Dans "Idéologie et utopie", il écrit: "Toutes les fois que l’utopie disparaît, l’histoire cesse d’être un processus menant à une fin dernière. Le cadre de référence selon lequel nous évaluons les faits se dissipe et nous restons avec une suite d’événements tous équivalents. […] Le concept du temps historique qui conduisait à des époques qualitativement différentes, disparaît… La disparition de l’utopie amène un état de choses statique dans lequel l’homme lui-même n’est plus qu’une chose. […] « Un tel éloignement de l’élément chiliastique à l’égard de tout ce qui touche à la politique et à la culture […] priverait le monde de signification et de vie. "

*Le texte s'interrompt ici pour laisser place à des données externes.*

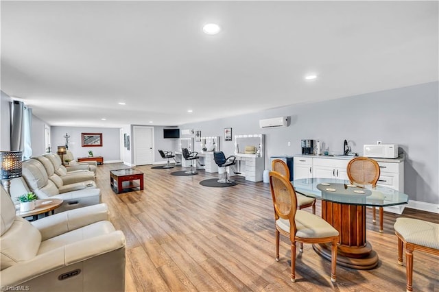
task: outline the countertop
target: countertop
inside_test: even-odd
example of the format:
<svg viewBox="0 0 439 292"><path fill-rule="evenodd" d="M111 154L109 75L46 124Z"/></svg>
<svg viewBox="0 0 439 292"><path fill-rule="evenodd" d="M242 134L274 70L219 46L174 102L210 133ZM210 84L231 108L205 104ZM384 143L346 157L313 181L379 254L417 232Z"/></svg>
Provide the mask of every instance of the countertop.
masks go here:
<svg viewBox="0 0 439 292"><path fill-rule="evenodd" d="M331 155L316 155L316 154L309 154L309 155L296 154L296 155L294 155L293 156L294 157L310 157L310 158L325 158L325 159L346 159L348 160L350 160L352 158L355 158L355 157L362 157L361 156L344 156L344 155L331 156ZM405 155L404 154L399 154L399 156L398 156L397 158L375 158L372 157L371 158L375 159L375 160L381 162L399 163L404 161L404 160L405 159Z"/></svg>

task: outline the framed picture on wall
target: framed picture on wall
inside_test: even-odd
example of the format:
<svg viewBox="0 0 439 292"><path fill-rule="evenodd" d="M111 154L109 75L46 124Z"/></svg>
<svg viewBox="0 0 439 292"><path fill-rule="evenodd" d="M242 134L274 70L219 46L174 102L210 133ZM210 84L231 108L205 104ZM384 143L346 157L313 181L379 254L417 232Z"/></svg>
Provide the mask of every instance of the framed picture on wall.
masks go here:
<svg viewBox="0 0 439 292"><path fill-rule="evenodd" d="M231 127L224 128L224 141L232 141L232 128Z"/></svg>
<svg viewBox="0 0 439 292"><path fill-rule="evenodd" d="M81 133L82 147L102 147L102 133Z"/></svg>

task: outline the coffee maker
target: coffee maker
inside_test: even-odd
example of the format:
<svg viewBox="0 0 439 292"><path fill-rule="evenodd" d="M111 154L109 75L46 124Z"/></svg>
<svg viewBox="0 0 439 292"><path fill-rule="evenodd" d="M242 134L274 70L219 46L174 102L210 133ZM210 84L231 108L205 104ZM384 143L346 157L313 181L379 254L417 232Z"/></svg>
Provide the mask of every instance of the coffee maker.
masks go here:
<svg viewBox="0 0 439 292"><path fill-rule="evenodd" d="M302 140L300 143L302 146L302 154L309 155L314 154L314 147L316 141L314 140Z"/></svg>

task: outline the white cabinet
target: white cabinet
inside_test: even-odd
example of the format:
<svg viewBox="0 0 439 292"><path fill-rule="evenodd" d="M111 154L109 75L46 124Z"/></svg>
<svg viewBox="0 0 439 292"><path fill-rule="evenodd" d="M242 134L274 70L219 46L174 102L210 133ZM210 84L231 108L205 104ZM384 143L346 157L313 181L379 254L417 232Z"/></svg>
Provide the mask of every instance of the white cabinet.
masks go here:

La nostalgie de l'URSS qui n'a jamais disparu en trente ans satisfait plusieurs besoins sociaux et remplit plusieurs fonctions.
Elle a été une réponse de la société aux dislocations identitaires majeures qui ont suivi l'effondrement, à la perte par les Russes de leurs repères psychologiques, sociaux et moraux.

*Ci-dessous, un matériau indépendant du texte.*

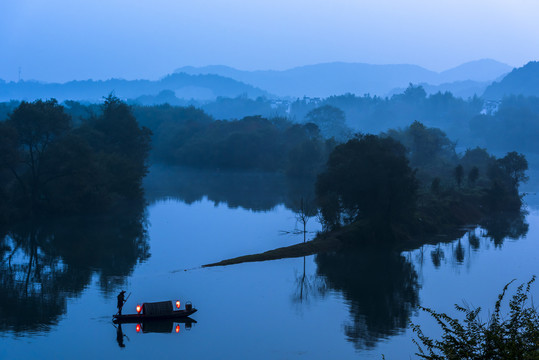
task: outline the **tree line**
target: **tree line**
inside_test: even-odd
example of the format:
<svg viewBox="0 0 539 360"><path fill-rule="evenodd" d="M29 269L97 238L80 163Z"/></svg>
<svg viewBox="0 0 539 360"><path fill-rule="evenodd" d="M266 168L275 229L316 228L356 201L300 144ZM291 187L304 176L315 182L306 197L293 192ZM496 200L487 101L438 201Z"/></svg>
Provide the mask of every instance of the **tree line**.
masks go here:
<svg viewBox="0 0 539 360"><path fill-rule="evenodd" d="M142 196L151 132L110 95L78 124L56 100L21 102L0 122L0 216L78 214Z"/></svg>
<svg viewBox="0 0 539 360"><path fill-rule="evenodd" d="M318 175L316 199L327 230L395 239L519 212L527 169L517 152L496 158L475 148L459 155L445 133L416 121L336 146Z"/></svg>

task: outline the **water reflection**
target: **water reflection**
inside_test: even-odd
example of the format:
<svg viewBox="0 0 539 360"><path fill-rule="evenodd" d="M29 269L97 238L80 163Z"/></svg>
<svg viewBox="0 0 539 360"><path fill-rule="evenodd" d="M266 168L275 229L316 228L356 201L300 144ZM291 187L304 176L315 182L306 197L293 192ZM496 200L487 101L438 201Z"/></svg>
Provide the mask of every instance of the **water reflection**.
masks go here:
<svg viewBox="0 0 539 360"><path fill-rule="evenodd" d="M180 334L183 331L190 331L196 320L191 318L175 320L154 320L144 322L133 322L131 324L112 324L116 328L116 342L118 347L125 348L125 339L131 341L129 336L124 333L122 325L125 327L134 326L137 334ZM182 330L183 327L183 330Z"/></svg>
<svg viewBox="0 0 539 360"><path fill-rule="evenodd" d="M301 199L314 199L315 178L287 178L279 173L196 170L153 166L144 180L150 203L175 199L192 204L207 197L215 205L269 211L284 204L301 210Z"/></svg>
<svg viewBox="0 0 539 360"><path fill-rule="evenodd" d="M0 332L48 331L97 274L114 292L149 257L143 206L19 224L0 234Z"/></svg>
<svg viewBox="0 0 539 360"><path fill-rule="evenodd" d="M518 212L500 212L487 217L481 227L485 229L485 237L490 238L494 245L499 247L505 239L517 240L528 233L529 225L526 222L524 210Z"/></svg>
<svg viewBox="0 0 539 360"><path fill-rule="evenodd" d="M349 303L347 339L358 349L373 348L398 334L419 304L418 275L402 255L379 249L354 249L316 256L317 273Z"/></svg>

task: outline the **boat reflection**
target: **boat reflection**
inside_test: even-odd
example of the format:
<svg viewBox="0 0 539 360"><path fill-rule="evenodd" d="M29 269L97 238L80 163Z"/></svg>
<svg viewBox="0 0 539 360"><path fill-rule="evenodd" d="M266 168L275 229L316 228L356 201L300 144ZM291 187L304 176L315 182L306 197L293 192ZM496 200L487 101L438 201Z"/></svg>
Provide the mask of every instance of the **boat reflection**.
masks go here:
<svg viewBox="0 0 539 360"><path fill-rule="evenodd" d="M116 342L118 343L118 346L120 348L125 348L124 339L127 339L128 341L131 341L131 339L124 334L122 326L127 327L128 329L131 326L134 326L135 333L137 334L180 334L184 331L190 331L193 328L193 324L196 323L196 320L187 317L174 320L153 320L123 324L113 323L113 326L116 327Z"/></svg>
<svg viewBox="0 0 539 360"><path fill-rule="evenodd" d="M135 326L135 331L137 333L160 333L160 334L170 334L170 333L180 333L181 328L184 330L191 330L193 324L196 324L196 320L191 318L184 319L175 319L175 320L162 320L162 321L144 321L137 323Z"/></svg>

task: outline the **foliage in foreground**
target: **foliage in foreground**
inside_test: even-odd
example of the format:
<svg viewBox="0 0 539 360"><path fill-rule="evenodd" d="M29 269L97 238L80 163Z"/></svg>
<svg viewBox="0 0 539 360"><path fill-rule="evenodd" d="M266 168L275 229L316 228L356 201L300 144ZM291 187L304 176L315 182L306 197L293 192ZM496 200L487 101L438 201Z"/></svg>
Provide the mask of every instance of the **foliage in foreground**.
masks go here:
<svg viewBox="0 0 539 360"><path fill-rule="evenodd" d="M514 281L514 280L513 280ZM488 321L479 318L481 308L466 309L455 305L465 315L464 321L421 308L438 322L443 330L441 340L426 336L419 325L412 324L419 342L414 340L422 359L539 359L539 313L528 302L535 276L521 284L509 301L509 314L501 313L502 301L509 285L498 295L494 312Z"/></svg>

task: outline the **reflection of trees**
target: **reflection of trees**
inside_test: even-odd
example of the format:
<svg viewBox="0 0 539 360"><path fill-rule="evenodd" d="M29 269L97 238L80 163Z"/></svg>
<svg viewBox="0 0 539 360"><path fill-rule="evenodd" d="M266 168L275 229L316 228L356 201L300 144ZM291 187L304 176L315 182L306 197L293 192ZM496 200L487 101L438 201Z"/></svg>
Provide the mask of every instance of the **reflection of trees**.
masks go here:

Quand les convictions fondamentales d'un peuple sont ébranlées, la nostalgie collective sert à restaurer un sentiment de continuité socio-historique, d'appartenance à un "nous" durable, ainsi qu'à amortir les chocs du présent.
Cette nostalgie a été une réaction à la crise de confiance nationale, à l'humiliation vécue.
Si elle perdure aussi longtemps et soit aussi forte, c'est aussi parce que l'on est collectivement incapables de trouver dans le présent et dans l'avenir des projets suffisamment porteurs et fédérateurs. Ainsi, plutôt que se projeter dans l'avenir, on préfère se réfugier dans le passé, souvent idéalisé ou romanisé, où l'on pense trouver l'unité et le réconfort.
La nostalgie qui s'empare des peuples est entraînée par le déclin de foi en progrès, la crise de capacité d'action collective, l'apathie politique grandissante. Sans images idéales d'un monde meilleur, qu'il soit situé dans le passé ou dans le futur, notre monde serait dépourvu de tout sens de la vie, affirmait Mannheim. Ayant peu d'illusions quant à la possibilité d'un monde meilleur dans le futur, peu d'espérances d'avoir un impact sur le cours des choses, de reprendre le contrôle "des processus et des flux", que nous reste-t-il sauf à chercher le sens dans le passé?
On dirait, qu'en la matière, les ex-Soviétiques ne sont pas une exception.